Riau
Sabtu, 26 Agustus 2023 | 10:52 WIB
Selat Panjang, katakabar.com - Dinas Perumahan Kawasan Permukiman dan Lingkungan Hidup (DPKLH) Kabupaten Kepulauan Meranti masuk sekolah, sosialisasi Gerakan Pengurangan Sampah Reduce, Reuse dan Recycle (GPS 3R) bagi sekolah se Kabupaten Kepulauan Meranti, pada Jumat (25/8).
Kegiatan ini kali ke dua dilakukan DPKLH Kabupaten Kepulauan Meranti edukasi siswa-siswi Sekolah Menengah Pertama Negeri (SMPN) 3 Jalan Siak Selat Panjang.
Kepala Sekolah SMPN 3, Hastuti diteruskan guru bidang study PKN, Surya Ningsih SH mengatakan, program ini masuk dalam kurikulum merdeka. Makanya melibatkan siswa siswi kelas 7 dan 8 untuk mendidik anak-anak sejak dini, bagaimana agar terbiasa atasi masalah sampah.
Kegiatan edukasi kali ini temanya, "Gaya Hidup Berkelanjutan" dengan topik "Sampahku karyaku". Tujuannya agar siswa-siswi berpartisipasi menjaga lingkungan dan tidak membuang sampah sembarangan, ujarnya.

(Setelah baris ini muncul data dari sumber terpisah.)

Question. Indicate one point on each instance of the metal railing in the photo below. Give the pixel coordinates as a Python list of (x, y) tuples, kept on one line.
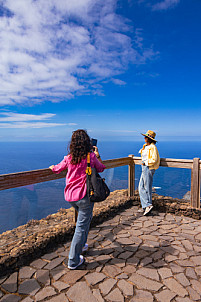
[(14, 180)]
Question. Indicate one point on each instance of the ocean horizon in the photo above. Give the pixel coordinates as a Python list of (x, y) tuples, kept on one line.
[(19, 205)]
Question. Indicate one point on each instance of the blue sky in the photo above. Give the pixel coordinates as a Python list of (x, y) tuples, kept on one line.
[(115, 68)]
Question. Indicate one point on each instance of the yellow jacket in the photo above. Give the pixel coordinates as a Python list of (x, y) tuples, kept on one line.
[(152, 155)]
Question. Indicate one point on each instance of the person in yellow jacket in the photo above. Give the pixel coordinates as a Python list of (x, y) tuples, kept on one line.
[(150, 162)]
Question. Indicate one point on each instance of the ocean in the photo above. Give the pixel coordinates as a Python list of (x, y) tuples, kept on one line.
[(19, 205)]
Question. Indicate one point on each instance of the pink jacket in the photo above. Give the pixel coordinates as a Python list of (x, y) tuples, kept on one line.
[(76, 187)]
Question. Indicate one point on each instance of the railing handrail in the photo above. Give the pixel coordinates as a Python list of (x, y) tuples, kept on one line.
[(19, 179)]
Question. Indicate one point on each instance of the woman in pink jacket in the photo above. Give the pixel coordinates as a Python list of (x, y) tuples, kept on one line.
[(76, 190)]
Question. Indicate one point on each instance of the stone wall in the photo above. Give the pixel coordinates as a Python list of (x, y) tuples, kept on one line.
[(22, 245)]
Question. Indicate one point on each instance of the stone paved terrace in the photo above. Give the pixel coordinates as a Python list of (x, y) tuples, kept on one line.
[(131, 258)]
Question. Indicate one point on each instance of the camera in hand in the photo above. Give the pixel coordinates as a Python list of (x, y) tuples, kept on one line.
[(94, 142)]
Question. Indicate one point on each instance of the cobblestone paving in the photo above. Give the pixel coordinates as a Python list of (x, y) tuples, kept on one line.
[(131, 258)]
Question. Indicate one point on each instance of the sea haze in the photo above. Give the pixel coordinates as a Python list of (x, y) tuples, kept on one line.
[(19, 205)]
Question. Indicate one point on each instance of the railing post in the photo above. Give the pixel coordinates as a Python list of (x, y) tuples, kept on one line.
[(131, 177), (195, 184), (75, 215)]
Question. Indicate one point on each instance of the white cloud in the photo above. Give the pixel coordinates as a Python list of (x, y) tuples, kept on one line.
[(17, 120), (17, 117), (29, 125), (166, 4), (52, 50), (118, 82)]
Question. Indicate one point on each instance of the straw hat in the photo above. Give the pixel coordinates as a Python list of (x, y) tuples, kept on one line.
[(150, 134)]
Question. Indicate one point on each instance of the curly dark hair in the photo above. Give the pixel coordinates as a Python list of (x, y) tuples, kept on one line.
[(79, 147)]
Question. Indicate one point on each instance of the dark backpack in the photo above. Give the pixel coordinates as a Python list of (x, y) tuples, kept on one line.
[(97, 190)]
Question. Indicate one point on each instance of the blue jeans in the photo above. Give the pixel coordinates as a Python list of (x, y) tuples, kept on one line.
[(84, 207), (145, 186)]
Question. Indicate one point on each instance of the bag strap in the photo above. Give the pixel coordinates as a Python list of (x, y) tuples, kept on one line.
[(88, 169)]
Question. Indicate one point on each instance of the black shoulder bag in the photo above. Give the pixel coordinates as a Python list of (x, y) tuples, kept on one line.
[(97, 189)]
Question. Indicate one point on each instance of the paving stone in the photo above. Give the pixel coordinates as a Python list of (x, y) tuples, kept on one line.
[(10, 284), (190, 272), (39, 263), (92, 265), (122, 276), (133, 260), (187, 244), (46, 292), (178, 299), (115, 296), (54, 263), (29, 287), (125, 241), (144, 283), (97, 295), (26, 272), (10, 298), (59, 285), (196, 260), (80, 292), (119, 262), (196, 286), (165, 296), (50, 256), (159, 264), (64, 254), (106, 286), (73, 276), (94, 278), (149, 273), (182, 279), (142, 296), (59, 298), (126, 288), (193, 294), (125, 255), (112, 270), (146, 261), (103, 258), (28, 299), (176, 268), (165, 272), (175, 287), (170, 258), (43, 277), (129, 269), (58, 272), (185, 263)]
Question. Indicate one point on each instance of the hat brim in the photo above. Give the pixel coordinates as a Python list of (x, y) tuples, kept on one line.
[(149, 137)]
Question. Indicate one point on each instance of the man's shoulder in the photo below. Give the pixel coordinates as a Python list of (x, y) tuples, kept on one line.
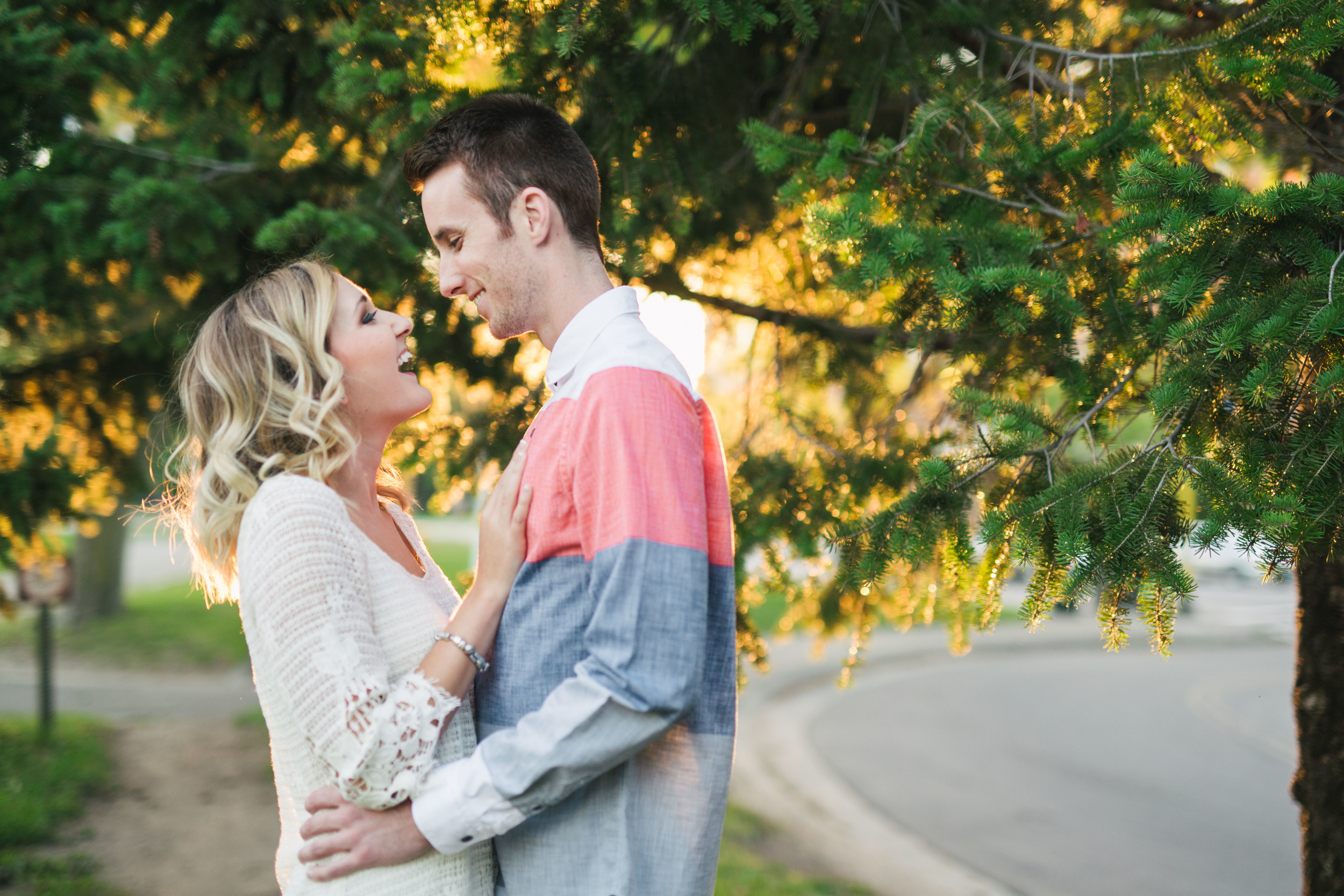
[(627, 355)]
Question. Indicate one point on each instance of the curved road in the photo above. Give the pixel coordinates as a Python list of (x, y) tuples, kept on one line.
[(1077, 773)]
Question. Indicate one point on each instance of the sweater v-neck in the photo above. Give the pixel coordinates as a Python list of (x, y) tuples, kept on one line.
[(424, 575)]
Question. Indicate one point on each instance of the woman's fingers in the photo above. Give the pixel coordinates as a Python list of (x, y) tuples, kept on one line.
[(504, 496), (525, 501)]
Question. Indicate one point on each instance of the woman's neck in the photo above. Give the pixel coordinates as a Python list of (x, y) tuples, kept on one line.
[(356, 481)]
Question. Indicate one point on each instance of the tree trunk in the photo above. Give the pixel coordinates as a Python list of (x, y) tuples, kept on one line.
[(1319, 706), (97, 586)]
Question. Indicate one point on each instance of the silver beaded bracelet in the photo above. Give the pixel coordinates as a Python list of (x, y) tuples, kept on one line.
[(482, 665)]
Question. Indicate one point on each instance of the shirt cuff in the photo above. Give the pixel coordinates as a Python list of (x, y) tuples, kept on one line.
[(459, 806)]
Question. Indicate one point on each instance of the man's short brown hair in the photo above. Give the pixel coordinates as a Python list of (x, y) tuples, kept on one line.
[(509, 143)]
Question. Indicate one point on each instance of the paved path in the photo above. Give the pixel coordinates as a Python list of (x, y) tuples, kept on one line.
[(123, 696), (1038, 763)]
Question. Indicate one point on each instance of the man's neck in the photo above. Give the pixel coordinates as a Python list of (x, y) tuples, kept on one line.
[(568, 296)]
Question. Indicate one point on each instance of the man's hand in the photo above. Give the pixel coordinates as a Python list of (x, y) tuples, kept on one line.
[(369, 838)]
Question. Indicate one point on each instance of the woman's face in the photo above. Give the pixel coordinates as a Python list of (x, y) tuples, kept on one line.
[(381, 385)]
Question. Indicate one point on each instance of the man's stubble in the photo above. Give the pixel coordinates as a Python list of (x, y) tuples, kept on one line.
[(515, 292)]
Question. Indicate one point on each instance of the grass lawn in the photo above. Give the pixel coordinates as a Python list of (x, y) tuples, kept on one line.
[(41, 787), (745, 872), (171, 628)]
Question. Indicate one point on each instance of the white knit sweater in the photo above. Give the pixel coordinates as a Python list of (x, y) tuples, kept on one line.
[(337, 629)]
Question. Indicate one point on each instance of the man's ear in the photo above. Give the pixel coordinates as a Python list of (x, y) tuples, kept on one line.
[(535, 216)]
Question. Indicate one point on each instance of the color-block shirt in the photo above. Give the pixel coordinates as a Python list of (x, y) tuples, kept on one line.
[(606, 719)]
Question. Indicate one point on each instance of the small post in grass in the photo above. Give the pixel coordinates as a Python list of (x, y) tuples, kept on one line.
[(46, 585)]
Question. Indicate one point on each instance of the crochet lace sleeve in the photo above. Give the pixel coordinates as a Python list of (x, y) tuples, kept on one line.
[(304, 590)]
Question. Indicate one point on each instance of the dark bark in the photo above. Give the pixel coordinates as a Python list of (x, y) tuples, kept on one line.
[(1319, 706), (97, 586)]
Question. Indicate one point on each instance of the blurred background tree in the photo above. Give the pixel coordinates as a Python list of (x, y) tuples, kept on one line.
[(990, 285)]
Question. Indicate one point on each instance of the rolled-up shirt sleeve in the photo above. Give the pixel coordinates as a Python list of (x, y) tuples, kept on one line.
[(635, 456)]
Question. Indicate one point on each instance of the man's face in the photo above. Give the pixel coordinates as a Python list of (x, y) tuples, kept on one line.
[(475, 261)]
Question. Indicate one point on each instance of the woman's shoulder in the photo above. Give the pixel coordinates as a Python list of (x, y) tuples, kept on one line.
[(288, 497)]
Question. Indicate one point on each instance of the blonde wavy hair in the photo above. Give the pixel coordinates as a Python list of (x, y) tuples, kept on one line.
[(260, 396)]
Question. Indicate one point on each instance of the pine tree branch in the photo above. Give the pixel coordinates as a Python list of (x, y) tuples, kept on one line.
[(1106, 57), (1316, 140), (213, 164), (1078, 422), (673, 285), (1042, 207)]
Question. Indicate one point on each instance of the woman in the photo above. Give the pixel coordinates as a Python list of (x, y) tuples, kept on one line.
[(362, 652)]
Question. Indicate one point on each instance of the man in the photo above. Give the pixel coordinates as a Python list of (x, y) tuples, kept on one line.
[(606, 718)]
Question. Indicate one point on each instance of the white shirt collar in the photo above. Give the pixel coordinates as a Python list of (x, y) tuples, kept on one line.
[(578, 335)]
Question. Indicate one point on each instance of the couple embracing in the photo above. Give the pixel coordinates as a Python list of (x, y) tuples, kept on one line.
[(566, 726)]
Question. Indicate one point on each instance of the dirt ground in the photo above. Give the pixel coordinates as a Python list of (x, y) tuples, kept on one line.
[(194, 813)]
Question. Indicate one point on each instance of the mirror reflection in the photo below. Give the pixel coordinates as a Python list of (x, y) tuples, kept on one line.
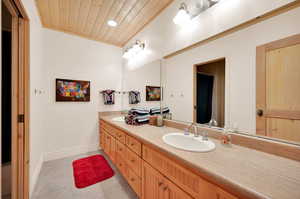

Kepala Dinas Perumahan Kawasan Permukiman dan Pingkungan Hidup Kabupaten Kepualuan Meranti, Saipul Bakhri ST lewat Kepala Bidang lingkungan Hidup, Dewi menjelaskan, edukasi tentang sampah ini sangat baik dilakukan sejak dini khusus kepada pelajar.
Kata Dewi, penghasil sampah plastik dari sekolah, seperti jajan-jajanan anak-anak, dan umumnya pembungkus jajanan anak-anak tersebut terbuat dari plastik.
"Untuk itu, melalui edukasi ini mari ciptakan siswa-siswa sadar sampah. Kita lakukan edukasi, dan terapkan Geraman Pengurangan Sampah Ruduce, Reuse, dan Recycle (GPS 3R) di sekolah-sekolah," imbau Dewi.
Poin utama sosialisasi ini diharapkan edukasi membiasakan para siswa bawa bekal dari rumah. Cara ini dinilai pas lantaran secara otomatis sampah plastik berkurang.
"Kalau anak-anak sudah kenyang jajan berkurang otomatis bungkus jajanan dari plastik berkurang," ulasnya.
Menurut Dewi, untuk mengarahkan mereka tidak mengambil jajan yang berlebihan disebabkan jajanan atau makanan tidak dihabiskan menghasilkan gas metana. Di mana gas metana ini bisa menyebabkan pemanasan global, seperti efek rumah kaca
Lantaran itu pilah-pilah sampah perlu dukungan dari pihak sekolah dengan menyediakan tong sampah dua jenis agar sampah sampai terpisah antara organik anorganik
"Menyediakan bank sampah mesti disesuaikan dengan skalanya," jelasnya
Giat ini sambung Dewi, program sekolah. Edukasi sampah di SMPN 3 ini sekolah yang gelar, kita yang bimbing. Begitu pun MTs Negeri kali pertama diberikan edukasi.
Saat sosialisasi di MTS Negeri, guru dan siswa berkunjung ke Tempat Pembuangan Sampah (TPA). Saat di TPA anak-anak merasakan aroma sampah dan dapat penerangan dan penjelasan dari DPKLH Kepulauan Meranti tentang sampah, serta dilanjutkan penanam bibit pohon pinang di lokasi.